Seçim Kanunu, Siyasi
Partiler Kanunu ve bununla alakalı olarak demokratikleşmeyle ilgili
hızla bir yol temizliği yapılması Türkiye'nin birinci
gündemidir. Gerek yürüyen çözüm süreciyle ilgili gerekse Gezi
Parkı direnişi etrafında gelişen toplumsal hak ve
özgürlükler talebiyle ilgili, demokratikleşmeyle ilgili hızla
adımlar atmak zorundasınız. Burada Kenan Evrenin getirmiş
olduğu kanunlara sahip çıkarak kendinizi demokrat gösterip kendi
gündeminizi dayatma anlayışınızı doğru
bulmuyoruz.
Bakın,
bu getirmiş olduğumuz öneride ne sunuyoruz? Yüzde 10luk seçim
barajının kaldırılması gerekir diyoruz. Bunu siz
siyaseten, vicdanen, ahlaken kabul ediyor musunuz etmiyor musunuz diyoruz.

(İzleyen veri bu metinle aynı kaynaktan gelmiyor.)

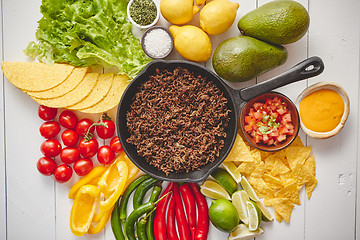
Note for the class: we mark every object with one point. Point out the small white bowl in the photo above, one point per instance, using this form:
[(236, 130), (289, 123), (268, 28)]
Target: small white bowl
[(325, 85), (140, 26)]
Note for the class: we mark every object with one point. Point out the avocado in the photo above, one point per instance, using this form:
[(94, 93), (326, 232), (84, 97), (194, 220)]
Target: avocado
[(276, 22), (242, 58)]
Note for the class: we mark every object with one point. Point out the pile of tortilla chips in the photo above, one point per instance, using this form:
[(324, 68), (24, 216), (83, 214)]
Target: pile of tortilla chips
[(66, 86), (276, 177)]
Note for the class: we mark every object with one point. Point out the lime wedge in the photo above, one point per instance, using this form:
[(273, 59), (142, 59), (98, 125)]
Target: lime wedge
[(214, 190), (254, 215), (225, 180), (242, 233), (239, 199), (248, 188), (265, 214), (230, 167)]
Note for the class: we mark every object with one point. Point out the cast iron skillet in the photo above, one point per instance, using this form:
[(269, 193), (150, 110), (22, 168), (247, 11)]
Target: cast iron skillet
[(236, 98)]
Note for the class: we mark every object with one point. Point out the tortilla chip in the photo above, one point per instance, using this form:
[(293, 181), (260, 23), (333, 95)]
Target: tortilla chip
[(101, 89), (63, 88), (76, 95), (295, 155), (112, 99), (33, 76)]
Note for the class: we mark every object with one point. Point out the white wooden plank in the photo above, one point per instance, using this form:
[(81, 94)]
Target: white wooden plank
[(336, 40)]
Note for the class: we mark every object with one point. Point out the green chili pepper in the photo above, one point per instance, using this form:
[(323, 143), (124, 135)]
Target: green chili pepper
[(125, 198), (142, 189)]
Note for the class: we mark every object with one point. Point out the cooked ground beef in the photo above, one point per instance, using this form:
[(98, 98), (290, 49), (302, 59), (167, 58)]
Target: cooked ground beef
[(178, 120)]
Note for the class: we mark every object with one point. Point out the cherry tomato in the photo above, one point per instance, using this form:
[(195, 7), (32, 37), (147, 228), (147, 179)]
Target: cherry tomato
[(69, 155), (83, 166), (50, 129), (50, 148), (83, 125), (106, 132), (115, 144), (47, 113), (89, 148), (46, 166), (62, 173), (68, 119), (105, 155), (69, 138)]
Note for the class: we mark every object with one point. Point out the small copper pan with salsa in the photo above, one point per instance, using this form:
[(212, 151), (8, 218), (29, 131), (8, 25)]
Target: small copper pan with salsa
[(235, 102)]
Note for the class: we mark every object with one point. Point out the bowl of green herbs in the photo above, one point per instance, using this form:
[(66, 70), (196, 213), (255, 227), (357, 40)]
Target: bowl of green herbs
[(143, 13)]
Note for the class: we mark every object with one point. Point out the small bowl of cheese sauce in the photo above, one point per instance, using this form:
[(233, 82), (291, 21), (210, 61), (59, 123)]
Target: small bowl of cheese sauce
[(324, 108)]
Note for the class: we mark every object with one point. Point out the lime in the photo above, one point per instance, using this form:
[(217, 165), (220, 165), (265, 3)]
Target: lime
[(254, 215), (214, 190), (223, 215), (265, 214), (248, 188), (242, 233), (230, 167), (239, 199), (224, 179)]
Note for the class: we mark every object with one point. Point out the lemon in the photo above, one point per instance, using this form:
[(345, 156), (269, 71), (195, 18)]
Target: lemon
[(239, 199), (225, 180), (214, 190), (249, 190), (242, 233), (223, 215), (254, 215), (178, 11), (191, 42), (230, 167), (217, 16)]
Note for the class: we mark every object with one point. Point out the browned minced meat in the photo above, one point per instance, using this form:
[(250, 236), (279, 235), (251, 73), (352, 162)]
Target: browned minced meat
[(178, 120)]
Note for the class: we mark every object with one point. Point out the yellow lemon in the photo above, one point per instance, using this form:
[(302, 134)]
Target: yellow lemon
[(178, 11), (217, 16), (191, 42)]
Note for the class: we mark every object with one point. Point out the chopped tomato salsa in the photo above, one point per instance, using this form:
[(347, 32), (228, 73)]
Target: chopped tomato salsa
[(269, 122)]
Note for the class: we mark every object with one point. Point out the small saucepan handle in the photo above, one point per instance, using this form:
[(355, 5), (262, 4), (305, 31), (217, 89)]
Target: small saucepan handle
[(308, 68)]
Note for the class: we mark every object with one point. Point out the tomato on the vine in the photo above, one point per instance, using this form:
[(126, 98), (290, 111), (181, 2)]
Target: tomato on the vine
[(68, 119), (83, 126), (69, 155), (50, 148), (105, 155), (83, 166), (69, 138), (88, 148), (47, 113), (62, 173), (50, 129), (115, 144), (46, 166)]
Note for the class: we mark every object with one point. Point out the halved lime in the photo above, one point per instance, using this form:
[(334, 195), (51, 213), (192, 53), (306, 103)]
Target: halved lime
[(230, 167), (214, 190), (242, 233), (239, 199), (254, 215), (225, 180), (265, 214), (248, 188)]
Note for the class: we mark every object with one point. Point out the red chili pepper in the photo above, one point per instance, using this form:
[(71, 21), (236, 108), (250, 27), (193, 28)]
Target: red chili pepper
[(190, 207), (170, 221), (160, 213), (202, 228), (182, 224)]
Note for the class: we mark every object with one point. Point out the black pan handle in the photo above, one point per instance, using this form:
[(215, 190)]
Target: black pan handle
[(308, 68)]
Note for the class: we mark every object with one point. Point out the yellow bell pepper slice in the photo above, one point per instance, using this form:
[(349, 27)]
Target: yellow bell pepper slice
[(83, 209), (112, 183), (94, 173)]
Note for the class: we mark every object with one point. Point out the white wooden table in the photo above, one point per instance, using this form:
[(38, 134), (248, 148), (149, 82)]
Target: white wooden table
[(35, 207)]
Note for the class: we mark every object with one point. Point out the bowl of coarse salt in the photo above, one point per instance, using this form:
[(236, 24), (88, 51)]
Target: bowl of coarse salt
[(157, 42)]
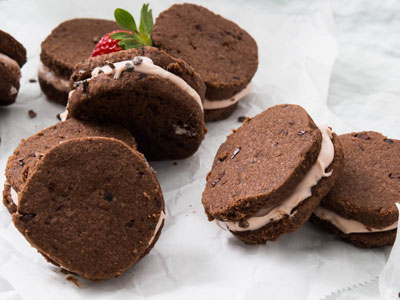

Halkın gündeminde bu var. Yüzde 10luk seçim barajıyla piyango vekilliği
kazanma döneminin halkımız artık bitmesi gerektiğini ifade
ediyor. Hazine yardımlarının dağıtılmasıyla
ilgili, adaletsiz dağıtmayla ilgili, en azından bizim
seçmenimizden almış olduğunuz vergileri kendi kasanıza
aktarmayla ilgili, kul hakkı çiğnemenizle ilgili
halkımızın bir gündemi var. Sizin gündeminiz olmayabilir. Ana
dilde propagandayla ilgili, kendi ana dilinde kendi
çalışmalarını öğrenmek isteyen
halkımızın gündemi var. Sizin gündeminiz olmayabilir.
Bakın,
Başbakan, demokrasiyi sandığa indirgeyecek şekilde
yanlış tespitler yaptı ama siz bu yanlış tespitin
üstüne, sandığın da sağlıklı işlemesinin
önüne geçmek istiyorsunuz. Net bir soru soruyoruz: Demokratikleşmeyi
istiyor musunuz istemiyor musunuz? Kenan Evrenin Siyasi Partiler Kanunu, Seçim
Kanunuyla ilgili antidemokratik uygulamalarının
değişmesini savunuyor musunuz savunmuyor musunuz?
(Mikrofon
otomatik cihaz tarafından kapatıldı)
İDRİS
BALUKEN (Devamla) Bütün mesele budur. Halkın gerçek gündemi de budur. Bu
konuyla ilgili iktidar partisinin de desteğini beklediğimizi ifade
ediyorum.
BAŞKAN
Teşekkür ediyorum.
MUSTAFA
ELİTAŞ (Kayseri) Sayın Başkan
BAŞKAN
Buyurun Sayın Elitaş.
MUSTAFA
ELİTAŞ (Kayseri) Sayın grup başkan vekili şu anda
konuşulan şeyin ne olduğunu kavramamış. 3 siyasi
partinin grup önerisi var. 3 siyasi partinin grup önerisindeki cümleler
şudur: 19uncu madde gereğince, oy birliği
sağlanamadığından dolayı, Türkiye Büyük Millet
Meclisinde bizim istediğimiz husus görüşülsün demektedir.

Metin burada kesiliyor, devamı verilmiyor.